The Niners shrugged and moved on. They won their first game of the season on Sunday against the NFC champion Arizona Cardinals. Crabtree is talking about sitting out the year and re-entering the draft next season. He might as well; he’s already blown a golden opportunity. Even if he signs today, the amount of ramp up time he’s missed all but guarantees that he won’t be an impact player this season. I’d rate his chances of returning to the draft at 50 percent; there’s a 30 percent chance that he’ll sign the original offer and 20 percent that the 49ers will cave and give him more.

I’m all for professional athletes maximizing their earnings during their playing days. The skills it takes to play a sport at the highest level are fleeting and temporary. Very few NFL receivers play past their 32nd birthday, and too many injuries can reduce that career by half or more.

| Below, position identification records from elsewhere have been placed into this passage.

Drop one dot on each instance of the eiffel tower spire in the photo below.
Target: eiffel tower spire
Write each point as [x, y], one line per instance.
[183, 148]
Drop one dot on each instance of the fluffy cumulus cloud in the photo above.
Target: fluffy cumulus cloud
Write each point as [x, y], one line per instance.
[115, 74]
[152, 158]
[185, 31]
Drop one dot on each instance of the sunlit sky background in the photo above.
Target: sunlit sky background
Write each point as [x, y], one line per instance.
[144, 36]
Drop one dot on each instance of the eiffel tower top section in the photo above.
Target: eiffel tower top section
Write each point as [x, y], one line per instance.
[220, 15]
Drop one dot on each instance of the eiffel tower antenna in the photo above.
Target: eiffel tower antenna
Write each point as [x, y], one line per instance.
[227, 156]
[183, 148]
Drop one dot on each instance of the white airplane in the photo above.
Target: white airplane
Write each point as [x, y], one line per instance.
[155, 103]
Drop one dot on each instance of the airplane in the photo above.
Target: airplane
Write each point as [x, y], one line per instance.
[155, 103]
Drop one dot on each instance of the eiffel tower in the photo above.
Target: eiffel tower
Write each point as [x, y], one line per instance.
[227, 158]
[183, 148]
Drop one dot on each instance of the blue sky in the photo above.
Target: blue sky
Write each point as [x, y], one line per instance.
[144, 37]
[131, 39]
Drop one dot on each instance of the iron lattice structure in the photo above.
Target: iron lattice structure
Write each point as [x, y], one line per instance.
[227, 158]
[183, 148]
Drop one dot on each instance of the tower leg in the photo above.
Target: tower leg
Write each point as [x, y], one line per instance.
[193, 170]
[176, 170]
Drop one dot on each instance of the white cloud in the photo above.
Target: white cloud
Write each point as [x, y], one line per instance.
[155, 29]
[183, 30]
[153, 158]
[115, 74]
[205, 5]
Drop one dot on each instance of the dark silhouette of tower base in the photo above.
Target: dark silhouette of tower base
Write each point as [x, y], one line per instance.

Had Crabtree signed he would have joined one of the league’s most storied franchises at a time when they might be on the upswing after many years of mediocrity. The 49ers improved from 5-11 to 7-9 last season, and they play in one of the league’s weakest divisions, so further improvement wouldn’t require a giant step. For a team that hasn’t had a winning record since 2002, this is a heady possibility. The team’s only standout offensive player in his prime is running back Frank Gore and knowing of him is probably a good test of how big a football fan you are. Thus, had Crabtree signed, played at the level that a top 10 draft pick might, he could become the public face of a franchise revival. For that he’d probably add another $10 million to his coffers in endorsements alone.  In addition, he would be mentored by veteran wide receiver Isaac Bruce who joined the 49ers last season. 

Instead, he will probably sit out the season, re-enter the draft and be an ex-factor. No one knows how well a player who sat out at his age will play. One reason that the draft has shifted toward linemen and away from skill players is the cost—typically $20-$30 million in guaranteed money—has made teams a tad risk averse. Linemen are more likely to produce dividends right away, and their failures are not as public as a running back who can’t find holes or a wide receiver who can’t get on the same page as his quarterback. Over the next four months, the NCAA season and the BCS Bowl series will make brand names of a hundred or more top prospects for the NFL. It’s hard to imagine that 10 of them won’t be taken ahead of Crabtree in the 2010 draft.  He will be seen as a big, recalcitrant risk, and he’ll have no clout whatsoever.

Nonetheless, this might be good news for football fans. While Crabtree is almost certainly forfeiting several million dollars, he may be bringing the owners and players association closer to a new collective bargaining agreement.  The primary reason for negotiating a new deal is that both sides are tired of players who have no NFL experience getting deals that dwarf even those of the top players. For instance, Atlanta QB Matt Ryan is an extraordinary young quarterback, but there’s no way that the second year signal caller is worth almost twice as much as New England’s Tom Brady. The players association is watching out for its own. The sooner a rookie salary scale is implemented the more money will be available for veteran dues-paying members of the union. The circumstances surrounding the Crabtree fiasco add urgency to the situation. I think a situation where people prove themselves, then get paid mad money is far better than the opposite, and that’s what Crabtree could have exploited this season. Instead, he overplayed his hand.

Martin Johnson is a regular contributor to The Root.